Il Milan vince quella partita per 2-1, ma l’attenzione si sposta tutta su Diba. L’esultanza non è passata inosservata e ha generato diverso malumore tra il pubblico di fede romanista, che come prevedibile al ritorno all’Olimpico lo accoglie con i fischi. Tutto ciò era solo impensabile qualche mese prima, quando Ago era il simbolo per antonomasia della romanità. È una partita carica di nervosismo, che il Milan sblocca grazie a Virdis. Negli ultimi minuti però avviene un contrasto duro tra lo stesso Di Bartolomei e Conti, che fa scoppiare una rissa con protagonisti Graziani e l’ex capitano giallorosso. Con questo episodio il rapporto di Ago con l’ex tifoseria si incrina del tutto, non riuscendo più a tornare ai fasti del passato.

Il finale di carriera lontano da Casa

Le stagioni al Milan non sono delle più felici per il centrocampista romano, che non ottiene alcun trofeo e raggiunge solo la finale di Coppa Italia persa contro la Sampdoria. È comunque un periodo di cambiamento tecnico e tattico: innanzitutto Ago lascia la consueta 10 per vestire la maglia numero 5; varia anche il modo di calciare i rigori, con una predilezione questa volta per una rincorsa più breve; diminuiscono anche i gol su palla inattiva, mentre aumentano esponenzialmente quelli su azione, grazie soprattutto alle abili triangolazioni orchestrate dall’attacco rossonero. Alla fine delle tre stagioni col Milan il suo bottino racchiude 14 gol in 123 presenze.

Ago ha ormai 32 anni ed è nella fase calante della sua carriera. Riesce a disputare un’ultima stagione ad alti livelli, con la maglia del Cesena, che riesce a condurre ad un ottimo nono posto in Serie A. L’atletismo è però scemato sempre di più, per questo è costretto a rinunciare all’idea di poter giocare ancora nella massima divisione. È questo il motivo che lo spinge alla Salernitana in C1, dove diventa subito l’idolo della tifoseria. Nei due anni a Salerno ottiene i gradi di capitano e conduce i campani ad una storica promozione in Serie B, 23 anni dopo l’ultima volta.


La solitudine e il drammatico finale

A questo punto Ago capisce che è giunto il momento di appendere gli scarpini al chiodo, lo fa il 3 giugno 1990, ma nonostante questo l’uomo è sempre lo stesso: imperturbabile. Il volto di Diba non fa trasparire alcuna emozione durante il giro di campo d’onore, le risposte all’interviste sono sempre le solite di un uomo schivo e umile. Un uomo per l’appunto tranquillo, dotato di leadership ed enorme carisma, un uomo di poche parole ma dal grande peso specifico. Un uomo inspiegabilmente lasciato troppo fuori dal calcio che conta.

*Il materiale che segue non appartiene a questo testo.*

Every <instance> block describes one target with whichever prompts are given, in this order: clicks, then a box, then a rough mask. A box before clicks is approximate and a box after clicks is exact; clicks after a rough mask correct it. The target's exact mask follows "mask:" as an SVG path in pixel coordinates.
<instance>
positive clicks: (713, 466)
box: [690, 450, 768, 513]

Il suo sogno era infatti quello di allenare, iniziando dai più piccoli, per insegnare l’amore per il gioco, opportunità che gli è stato più volte negata, ed Ago inizia così a sentirsi chiuso in un buco. Il mondo del calcio gli ha voltato completamente le spalle, la situazione diventa sempre più insostenibile, fino alla mattina del 30 maggio 1994, quando Agostino non riesce più a resistere.

«Se ci fosse attenzione per il campione oggi sarebbe qui. Se ci fosse più amore per il campione oggi saresti qui». Così canterà la storica voce giallorossa Antonello Venditti nel 2007 nel brano Tradimento e Perdono. Ma di attenzione ed amore per Agostino non ce n’è, e allora si sveglia presto, prende la sua Smith&Wesson 38 special, esce in terrazzo e sente la brezza primaverile di San Marco di Castellabate. Agostino ci pensa un attimo, Nino non aver paura, e di paura decide di non averne più. Un tonfo secco, il corpo cade esanime, la pistola che fuma ancora. Agostino Di Bartolomei si è appena suicidato, sparandosi un colpo in petto.

«Ricordati di me mio capitano. Cancella la pistola dalla mano. Tradimento e perdono fanno nascere un uomo». Ed è così che è nato un uomo, uno di quelli con la lettera maiuscola, uno degli elementi più puri del mondo del calcio, un uomo schiacciato da un mondo che non era più adatto a lui.